Unnamed: 0,S0,A0,S1,A1,S2,A2,S3,A3,S4,A4,...,A45,S46,A46,S47,A47,S48,A48,S49,A49,S50
0,12,0,12,0,13,0,13,0,20,0,...,0,20,0,20,0,20,0,20,0,20
1,3,0,3,0,3,0,3,0,3,0,...,0,20,0,20,0,20,0,20,0,20
2,16,0,16,0,16,1,19,0,19,0,...,0,20,0,20,0,20,0,20,0,20
3,13,0,13,0,13,0,13,0,14,0,...,0,20,0,20,0,20,0,20,0,20
4,4,0,4,0,4,0,20,0,20,0,...,0,20,0,20,0,20,0,20,0,20


In [3]:
def get_reward(state):
    """
    The patient gets reward 1 in all states Stage k (k=1,2,...,18) and 
    reward 0.2 in the "Posttransplant Life
    
    Args: 
        state: current state
    
    Returns: 
        Reward associated with exiting state,
    """
    if state < 18:
        reward = 1.
    elif state == 18:
        reward = 0.2
    else:
        reward = 0.
    return reward 


def b(state, action):
    """
    Mapping of state and action to probability of action given state
    for behaviour policy.
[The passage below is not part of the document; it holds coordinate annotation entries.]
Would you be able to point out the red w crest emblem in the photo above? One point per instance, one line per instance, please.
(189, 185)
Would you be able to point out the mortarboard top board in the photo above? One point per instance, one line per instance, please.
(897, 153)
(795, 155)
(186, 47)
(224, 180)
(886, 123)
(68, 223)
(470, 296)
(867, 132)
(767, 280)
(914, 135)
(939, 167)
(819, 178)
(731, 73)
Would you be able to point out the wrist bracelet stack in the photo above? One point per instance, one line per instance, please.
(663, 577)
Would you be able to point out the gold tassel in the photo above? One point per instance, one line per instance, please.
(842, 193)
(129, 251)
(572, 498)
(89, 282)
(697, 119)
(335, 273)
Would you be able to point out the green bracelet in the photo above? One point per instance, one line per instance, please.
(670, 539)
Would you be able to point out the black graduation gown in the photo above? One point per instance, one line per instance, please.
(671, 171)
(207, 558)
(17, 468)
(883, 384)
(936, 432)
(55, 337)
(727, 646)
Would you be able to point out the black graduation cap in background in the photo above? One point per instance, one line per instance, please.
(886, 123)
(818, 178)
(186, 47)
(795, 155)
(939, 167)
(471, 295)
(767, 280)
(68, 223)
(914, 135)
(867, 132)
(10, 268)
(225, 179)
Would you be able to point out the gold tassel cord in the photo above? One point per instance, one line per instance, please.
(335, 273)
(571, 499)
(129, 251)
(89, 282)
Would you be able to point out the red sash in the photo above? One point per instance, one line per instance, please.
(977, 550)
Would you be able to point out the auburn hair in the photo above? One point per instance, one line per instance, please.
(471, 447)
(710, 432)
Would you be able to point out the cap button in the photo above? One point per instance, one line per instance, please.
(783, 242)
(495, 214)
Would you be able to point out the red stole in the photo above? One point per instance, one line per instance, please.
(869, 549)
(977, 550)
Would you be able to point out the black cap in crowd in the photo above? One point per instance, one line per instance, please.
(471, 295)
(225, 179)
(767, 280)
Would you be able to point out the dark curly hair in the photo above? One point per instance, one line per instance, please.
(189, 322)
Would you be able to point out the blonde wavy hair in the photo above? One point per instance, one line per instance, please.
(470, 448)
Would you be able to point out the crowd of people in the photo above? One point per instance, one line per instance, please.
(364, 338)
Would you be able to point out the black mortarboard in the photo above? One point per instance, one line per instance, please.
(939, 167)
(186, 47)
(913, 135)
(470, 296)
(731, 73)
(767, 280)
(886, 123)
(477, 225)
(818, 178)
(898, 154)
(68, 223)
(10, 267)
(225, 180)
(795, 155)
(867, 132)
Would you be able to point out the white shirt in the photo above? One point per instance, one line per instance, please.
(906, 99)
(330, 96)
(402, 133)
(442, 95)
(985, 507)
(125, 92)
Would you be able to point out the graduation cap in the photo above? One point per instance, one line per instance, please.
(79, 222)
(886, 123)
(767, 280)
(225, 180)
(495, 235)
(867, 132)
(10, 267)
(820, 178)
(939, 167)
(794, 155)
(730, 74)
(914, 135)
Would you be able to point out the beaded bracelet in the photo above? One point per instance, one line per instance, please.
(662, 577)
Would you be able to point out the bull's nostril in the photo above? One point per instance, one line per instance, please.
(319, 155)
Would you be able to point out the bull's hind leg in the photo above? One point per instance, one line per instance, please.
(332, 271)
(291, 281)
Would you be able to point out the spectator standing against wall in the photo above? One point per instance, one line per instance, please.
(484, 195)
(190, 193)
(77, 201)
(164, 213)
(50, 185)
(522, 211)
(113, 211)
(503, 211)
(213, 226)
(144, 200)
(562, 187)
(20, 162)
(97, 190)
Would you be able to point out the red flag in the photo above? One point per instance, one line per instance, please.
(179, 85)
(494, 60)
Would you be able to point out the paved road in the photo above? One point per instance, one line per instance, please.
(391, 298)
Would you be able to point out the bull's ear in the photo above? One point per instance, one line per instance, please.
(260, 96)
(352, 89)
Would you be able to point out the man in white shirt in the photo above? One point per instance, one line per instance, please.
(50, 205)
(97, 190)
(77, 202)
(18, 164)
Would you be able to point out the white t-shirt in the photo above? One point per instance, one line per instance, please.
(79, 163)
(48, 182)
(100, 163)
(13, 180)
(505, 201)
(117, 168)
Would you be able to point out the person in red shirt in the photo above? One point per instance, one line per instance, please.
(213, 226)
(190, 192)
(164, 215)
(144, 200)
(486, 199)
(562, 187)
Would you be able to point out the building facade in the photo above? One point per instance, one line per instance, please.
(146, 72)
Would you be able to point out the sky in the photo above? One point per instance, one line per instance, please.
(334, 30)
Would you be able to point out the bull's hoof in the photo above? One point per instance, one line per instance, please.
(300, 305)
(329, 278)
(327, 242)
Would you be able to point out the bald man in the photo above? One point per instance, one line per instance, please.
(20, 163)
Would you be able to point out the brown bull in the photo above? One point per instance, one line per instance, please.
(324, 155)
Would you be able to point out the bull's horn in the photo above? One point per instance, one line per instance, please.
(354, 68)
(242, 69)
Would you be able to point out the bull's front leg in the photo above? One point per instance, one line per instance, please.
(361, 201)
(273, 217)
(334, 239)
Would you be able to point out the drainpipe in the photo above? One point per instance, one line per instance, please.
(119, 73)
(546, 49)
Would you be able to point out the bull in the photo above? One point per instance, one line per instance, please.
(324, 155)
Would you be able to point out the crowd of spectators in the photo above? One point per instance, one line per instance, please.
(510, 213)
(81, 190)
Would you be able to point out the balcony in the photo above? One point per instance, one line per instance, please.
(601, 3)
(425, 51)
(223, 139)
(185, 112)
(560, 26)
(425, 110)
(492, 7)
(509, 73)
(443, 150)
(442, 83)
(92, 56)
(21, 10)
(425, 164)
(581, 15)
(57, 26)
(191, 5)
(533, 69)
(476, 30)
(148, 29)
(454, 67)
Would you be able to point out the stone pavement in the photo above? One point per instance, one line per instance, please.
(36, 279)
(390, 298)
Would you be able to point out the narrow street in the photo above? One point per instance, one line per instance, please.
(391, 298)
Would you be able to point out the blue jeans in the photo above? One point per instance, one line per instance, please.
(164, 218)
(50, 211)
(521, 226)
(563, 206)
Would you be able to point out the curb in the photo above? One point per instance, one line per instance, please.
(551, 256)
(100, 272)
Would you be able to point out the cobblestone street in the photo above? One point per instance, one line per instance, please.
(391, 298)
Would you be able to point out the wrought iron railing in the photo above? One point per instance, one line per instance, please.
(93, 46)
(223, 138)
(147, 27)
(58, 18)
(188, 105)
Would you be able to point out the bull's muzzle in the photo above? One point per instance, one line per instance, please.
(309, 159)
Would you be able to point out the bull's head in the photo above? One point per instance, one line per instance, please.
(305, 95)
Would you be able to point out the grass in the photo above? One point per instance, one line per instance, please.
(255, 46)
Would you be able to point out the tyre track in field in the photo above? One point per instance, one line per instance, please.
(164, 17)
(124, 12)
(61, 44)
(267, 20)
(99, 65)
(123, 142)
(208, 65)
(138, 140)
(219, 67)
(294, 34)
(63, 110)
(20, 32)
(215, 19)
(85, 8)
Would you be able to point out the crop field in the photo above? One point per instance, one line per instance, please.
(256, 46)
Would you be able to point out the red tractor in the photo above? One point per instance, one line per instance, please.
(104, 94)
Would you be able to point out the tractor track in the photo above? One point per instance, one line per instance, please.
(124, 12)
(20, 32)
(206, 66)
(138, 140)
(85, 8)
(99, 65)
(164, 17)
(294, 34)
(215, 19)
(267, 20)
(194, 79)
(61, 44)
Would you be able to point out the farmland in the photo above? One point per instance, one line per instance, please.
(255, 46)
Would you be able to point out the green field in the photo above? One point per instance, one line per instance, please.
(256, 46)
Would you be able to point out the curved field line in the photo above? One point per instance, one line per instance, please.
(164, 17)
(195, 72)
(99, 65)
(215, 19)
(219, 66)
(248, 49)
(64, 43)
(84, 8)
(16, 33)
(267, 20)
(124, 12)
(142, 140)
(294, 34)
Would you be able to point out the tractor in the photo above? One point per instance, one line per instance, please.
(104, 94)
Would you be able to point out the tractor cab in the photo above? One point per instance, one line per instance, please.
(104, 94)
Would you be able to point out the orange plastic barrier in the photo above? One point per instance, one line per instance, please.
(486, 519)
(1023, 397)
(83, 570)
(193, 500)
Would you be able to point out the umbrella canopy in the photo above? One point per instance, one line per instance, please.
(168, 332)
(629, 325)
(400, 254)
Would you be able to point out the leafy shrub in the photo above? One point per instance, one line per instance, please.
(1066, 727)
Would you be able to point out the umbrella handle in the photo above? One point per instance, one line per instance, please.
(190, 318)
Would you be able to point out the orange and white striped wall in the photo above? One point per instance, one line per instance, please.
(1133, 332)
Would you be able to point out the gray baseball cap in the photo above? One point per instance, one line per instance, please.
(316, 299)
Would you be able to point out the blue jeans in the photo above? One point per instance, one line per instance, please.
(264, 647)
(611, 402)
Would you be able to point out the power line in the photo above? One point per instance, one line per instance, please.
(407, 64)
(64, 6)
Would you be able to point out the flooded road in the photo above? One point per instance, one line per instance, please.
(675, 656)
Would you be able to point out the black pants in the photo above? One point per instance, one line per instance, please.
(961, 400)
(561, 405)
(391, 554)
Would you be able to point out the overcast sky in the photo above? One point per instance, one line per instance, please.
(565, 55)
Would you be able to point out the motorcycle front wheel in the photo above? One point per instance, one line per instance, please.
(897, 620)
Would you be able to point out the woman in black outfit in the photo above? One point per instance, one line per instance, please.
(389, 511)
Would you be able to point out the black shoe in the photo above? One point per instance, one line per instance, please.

Transition probabilities taken from notebook.
    
    Args:
        state: current state
        action: current action
        
    Returns:
        Probability of action given state.
    """
    # placeholder probabilities of 0 added for post-transplant and death
    transplant_pr = [.02 for i in range(13)] + [.05, .1, .2, .4, .6, 0., 0.]
    return transplant_pr[state] if action == 1 else 1-transplant_pr[state]
    

def monte_carlo_control(data=elsd, gamma=0.97, T=49):
    """
    Implementation of `Off policy for MC control for estimating π \sim \pi_*` 
    algorithm from Reinforcement Learning Book (page 111),
    
    Args:
        data: pandas dataframe containing sequences as rows.
        gamma: discount parameter
        T: Length of episodes to consider
        
    Returns:
        π: Estimate of optimal policy $\pi_*$
        q: State Action Value matrix
    """
    # 20 states, 2 actions
    C = np.zeros((20, 2))
    Q = np.zeros((20, 2))
    
    # Greedy policy of target policy
    π = np.argmax(Q, axis=1)

    for index, episode in data.iterrows():
        # States and actions are concurrent, extracting into 
        # separate lists
        states = episode[::2]
        actions = episode[1::2]
        
        G = 0 # Sum of discounted rewards
        W = 1 # Importance sampling ratio weights
        
        # Traversing backward through timestep T-1 to t
        for t in reversed(range(0,T)):
            # Only update from first death record
            #if states[t-1] == 20:
            #    continue
            
            # 0-indexing states for easier use with arrays
            S, A = states[t]-1, actions[t]
            R = get_reward(S)
            G = gamma*G + R  
            C[S, A] += W
            Q[S, A] += (W / C[S, A]) * (G - Q[S, A])
            
            π[S] = np.argmax(Q[S])

            if A !=  π[S]:
                break
            W *= (1 / b(S, A)) 
    return π, Q

policy, q = monte_carlo_control()

In [4]:
policy

array([0, 0, 0, 0, 0, 0, 0, 0, 0, 0, 0, 0, 0, 0, 0, 0, 1, 1, 0, 0])

From our estimate of $\pi_*$ we should not transplant unless we are in stage 17 or 18 of the disease.